Pinckers has invited Gauthier Van Oushoorn, who also did a residency at the Academia Belgica and stayed in Rome during the same period. The video work EUR42 (2022) is a collaboration between Gauthier Van Oushoorn & Ingel Vaikla. We see a group of motorcyclists riding through the EUR district (Esposizione Universale di Roma) at night. “This residential and business district was built by Mussolini in 1942 for a world exhibition that never took place,” Oushoorn explains. “It refers to a final scene from Fellini’s Roma.” Their headlights glide over historic facades and sculptures, while the roar of engines creates a menacing atmosphere.
As with Pinckers, time takes centre stage. The interplay of light and shadow on the buildings and sculptures raises questions about past and present. Although they employ different media, they share a critical approach to image, space and power.

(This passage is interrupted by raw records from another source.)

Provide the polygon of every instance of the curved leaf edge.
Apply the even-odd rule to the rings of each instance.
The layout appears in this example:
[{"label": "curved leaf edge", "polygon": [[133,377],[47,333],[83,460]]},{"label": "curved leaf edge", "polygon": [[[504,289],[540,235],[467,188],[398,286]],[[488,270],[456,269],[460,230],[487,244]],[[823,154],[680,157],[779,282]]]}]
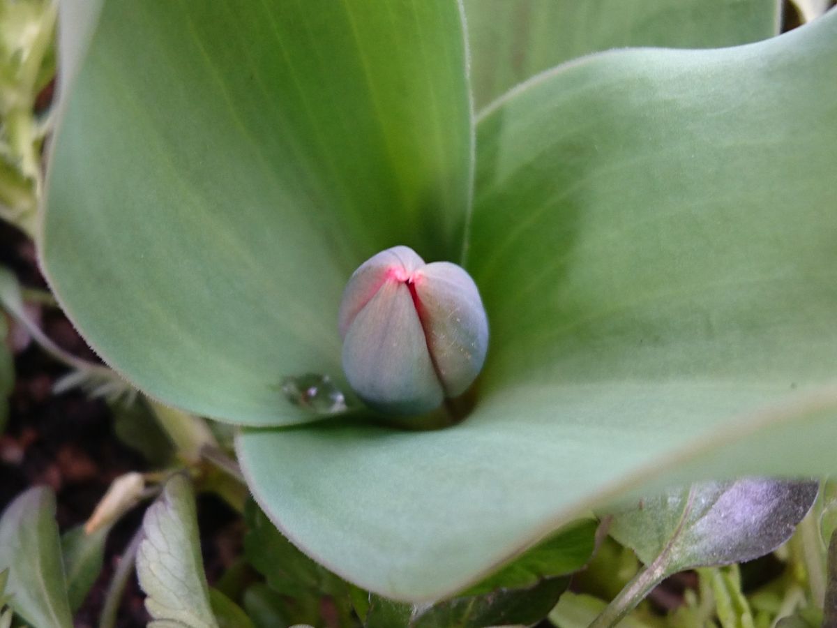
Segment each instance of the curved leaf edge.
[{"label": "curved leaf edge", "polygon": [[[478,573],[467,579],[463,579],[455,586],[435,591],[429,595],[411,597],[393,595],[391,592],[377,585],[376,583],[367,581],[364,579],[357,579],[352,574],[341,569],[340,565],[331,564],[324,559],[323,557],[309,551],[300,539],[296,538],[282,525],[280,513],[277,514],[270,509],[270,501],[259,492],[258,483],[252,480],[253,473],[248,463],[247,456],[244,451],[241,435],[244,431],[254,430],[248,430],[247,428],[239,430],[235,437],[235,451],[253,498],[277,529],[300,551],[343,579],[362,589],[398,601],[424,604],[437,602],[478,584],[511,560],[547,538],[560,527],[569,523],[573,519],[583,517],[591,511],[598,510],[603,506],[619,503],[633,497],[660,492],[666,488],[687,484],[699,479],[734,479],[732,477],[709,478],[701,476],[697,470],[691,467],[696,467],[701,460],[711,457],[713,454],[717,455],[718,451],[725,446],[744,443],[751,437],[757,435],[758,433],[768,428],[787,426],[794,421],[804,420],[806,417],[812,414],[819,415],[823,413],[827,413],[829,417],[837,418],[837,381],[816,390],[800,394],[789,403],[771,405],[752,413],[747,413],[739,417],[738,420],[731,421],[732,425],[729,428],[718,430],[686,447],[678,449],[657,463],[650,463],[634,469],[625,474],[620,480],[601,486],[598,491],[589,495],[587,498],[557,511],[552,517],[547,517],[543,525],[526,534],[524,539],[512,542],[511,548],[504,550],[499,559],[492,559]],[[264,430],[263,429],[259,431]],[[753,470],[752,475],[758,475],[758,473]],[[761,475],[764,475],[764,473],[763,472]],[[799,472],[798,475],[788,476],[788,477],[803,479],[804,475]],[[809,477],[810,474],[808,474],[804,479]]]},{"label": "curved leaf edge", "polygon": [[[779,3],[781,4],[781,3]],[[837,9],[834,10],[834,13],[837,13]],[[781,11],[777,11],[777,23],[781,20]],[[818,19],[817,22],[819,20]],[[784,43],[786,39],[795,38],[799,36],[800,31],[807,31],[809,28],[817,28],[819,24],[816,23],[808,23],[794,28],[793,31],[788,31],[787,33],[779,33],[775,37],[772,37],[769,39],[763,39],[762,41],[752,42],[751,44],[742,44],[738,46],[727,46],[726,48],[715,48],[715,49],[677,49],[677,48],[660,48],[654,46],[636,46],[632,48],[614,48],[609,50],[601,50],[599,52],[590,53],[589,54],[584,54],[575,59],[571,59],[568,61],[565,61],[562,64],[559,64],[555,67],[545,69],[542,72],[539,72],[537,75],[531,76],[526,80],[518,83],[516,85],[510,89],[506,93],[497,96],[496,99],[491,100],[490,103],[482,107],[480,111],[476,111],[475,116],[475,126],[479,127],[480,124],[485,118],[490,117],[493,113],[495,113],[498,109],[502,107],[502,106],[508,100],[512,100],[517,96],[520,93],[527,91],[530,89],[533,89],[539,85],[540,84],[549,80],[553,76],[563,74],[568,70],[574,69],[577,66],[586,65],[588,63],[595,63],[600,58],[608,58],[613,55],[619,55],[624,53],[625,50],[666,50],[676,54],[690,54],[694,53],[706,53],[709,50],[736,50],[736,49],[752,49],[759,46],[772,46],[776,45],[777,41],[781,41]]]}]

Their attention to the everyday and use of non-professional actors recalls Italian neorealism—not as a style, but as a framework for reflection. In EUR42, architecture becomes a visible bearer of ideology. The video directs our gaze: what do we see and who determines this? Through its loop structure, the motorcycles keep riding, trapped in a time frame. Rome becomes a temporary home in which friendship and artistic exchange converge.
The exhibiting artists use different media, but share sensitivities. Each questions the image, gaze and truth in a unique way. They share a fascination for the space between fact and imagination, for light, shadow and atmosphere. Their friendship subtly seeps into the gallery space in the form of a visual dialogue. These are autonomous presentations, yet with an emotional and intellectual closeness between the two. Their friendship is palpable in how they respect, complement and challenge each other’s language. They question and strengthen one another. Each work stands alone, but bears traces of the other. Whether they are portraying one another, inviting each other in or highlighting each other’s medium, we see a shared looking: at one another and at the image.
De Clercq paints a self-portrait of Pinckers with his camera. In doing so, De Clercq is acknowledging their friendship, but also pointing to fundamentally different approaches to image-making. Pinckers and De Clercq share a fascination with how an image comes into being and is always an interpretation. Pinckers photographs a painting by De Clercq in his studio with multiple cameras. Each shot is a choice, a perspective. A painting acquires an interpretation through every lens. And what is a photograph of a painting? A document, an interpretation or an appropriation? This work forms a visual and conceptual link within the gallery space, where painterly imagination and the photographic gaze meet.
The exhibiting artists render each other’s practice visible. Art arises in dialogue: between maker and medium, between friend and colleague, between gaze and imagination. And in that in-between space of shared understanding, meaning takes shape.